Mais les objets connectés et les applications santé sont soumis au respect de la vie privée et à la protection des données personnelles, dont le cadre légal est défini par la Directive européenne 95/46/CE, comme le rappelle le guide de la santé connectée. Les informations relatives à la santé sont classées parmi les données dites « sensibles ». « Et la loi européenne interdit de traiter et de collecter ce type de données sauf en cas de consentement "exprès" de la personne concernée. La loi française impose des règles de sécurité supplémentaires pour les données dites "de santé". »
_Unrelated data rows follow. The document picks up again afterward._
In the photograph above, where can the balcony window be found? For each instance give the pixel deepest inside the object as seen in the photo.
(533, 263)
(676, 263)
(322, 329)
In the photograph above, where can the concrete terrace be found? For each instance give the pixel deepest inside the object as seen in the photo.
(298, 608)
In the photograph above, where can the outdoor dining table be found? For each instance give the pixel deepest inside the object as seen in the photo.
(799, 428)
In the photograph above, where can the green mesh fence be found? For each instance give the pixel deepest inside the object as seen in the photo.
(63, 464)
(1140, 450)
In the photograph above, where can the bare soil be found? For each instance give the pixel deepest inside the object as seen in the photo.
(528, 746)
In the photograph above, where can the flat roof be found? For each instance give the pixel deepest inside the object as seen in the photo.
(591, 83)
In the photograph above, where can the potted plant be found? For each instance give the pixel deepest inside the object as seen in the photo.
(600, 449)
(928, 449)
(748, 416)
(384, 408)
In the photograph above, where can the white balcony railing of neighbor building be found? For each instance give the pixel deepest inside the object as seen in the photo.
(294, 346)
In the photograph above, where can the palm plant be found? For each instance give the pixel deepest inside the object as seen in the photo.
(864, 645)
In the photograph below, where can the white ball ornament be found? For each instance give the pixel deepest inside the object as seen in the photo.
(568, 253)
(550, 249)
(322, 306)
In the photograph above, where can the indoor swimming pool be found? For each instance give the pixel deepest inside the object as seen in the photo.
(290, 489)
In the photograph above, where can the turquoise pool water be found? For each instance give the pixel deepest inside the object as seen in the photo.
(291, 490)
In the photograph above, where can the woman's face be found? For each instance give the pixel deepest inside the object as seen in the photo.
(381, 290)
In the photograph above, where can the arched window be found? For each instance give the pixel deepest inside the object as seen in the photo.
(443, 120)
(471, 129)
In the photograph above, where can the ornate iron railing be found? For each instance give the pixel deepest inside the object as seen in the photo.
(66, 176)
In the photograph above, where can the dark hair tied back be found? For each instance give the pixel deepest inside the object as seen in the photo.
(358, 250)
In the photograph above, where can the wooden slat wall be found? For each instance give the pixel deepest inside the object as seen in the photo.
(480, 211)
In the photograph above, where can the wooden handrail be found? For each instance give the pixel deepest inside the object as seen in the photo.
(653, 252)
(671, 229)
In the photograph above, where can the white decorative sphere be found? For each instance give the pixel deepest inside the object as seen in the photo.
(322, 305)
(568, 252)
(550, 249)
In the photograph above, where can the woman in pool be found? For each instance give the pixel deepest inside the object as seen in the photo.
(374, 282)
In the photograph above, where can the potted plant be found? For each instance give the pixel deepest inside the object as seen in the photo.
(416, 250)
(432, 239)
Pour le Dr Alain Scheimann, il existe toujours un risque. « À partir du moment où vous donnez accès à des informations, elles pourraient être exploitées par des personnes mal intentionnées. Maintenant, quand vous donnez votre code de carte bancaire par téléphone ou via internet, vous vous exposez là aussi à ce qu’il soit piraté. Et cela me paraît peut-être plus dangereux que de savoir que vous mangez telle ou telle chose, que vous bougez de telle façon ou que vous preniez tel médicament. »

Ce médecin, adepte de la e-santé, conseille à ceux qui sont inquiets de vérifier le type d’hébergement d’un objet connecté ou d’une application*. « Dans l’idéal, il faut que ce soit un hébergeur santé français agréé. S’il est situé à l’étranger, aux États-Unis par exemple, la commercialisation des données personnelles n’est pas aussi réglementée qu’en France. Mais même s’il existe des risques d’exploitation des données, ils me paraissent bien moindres par rapport aux bénéfices certainement très importants de la santé connectée. »

* En général, l’hébergeur est mentionné dans les mentions légales d’un site, d’une application.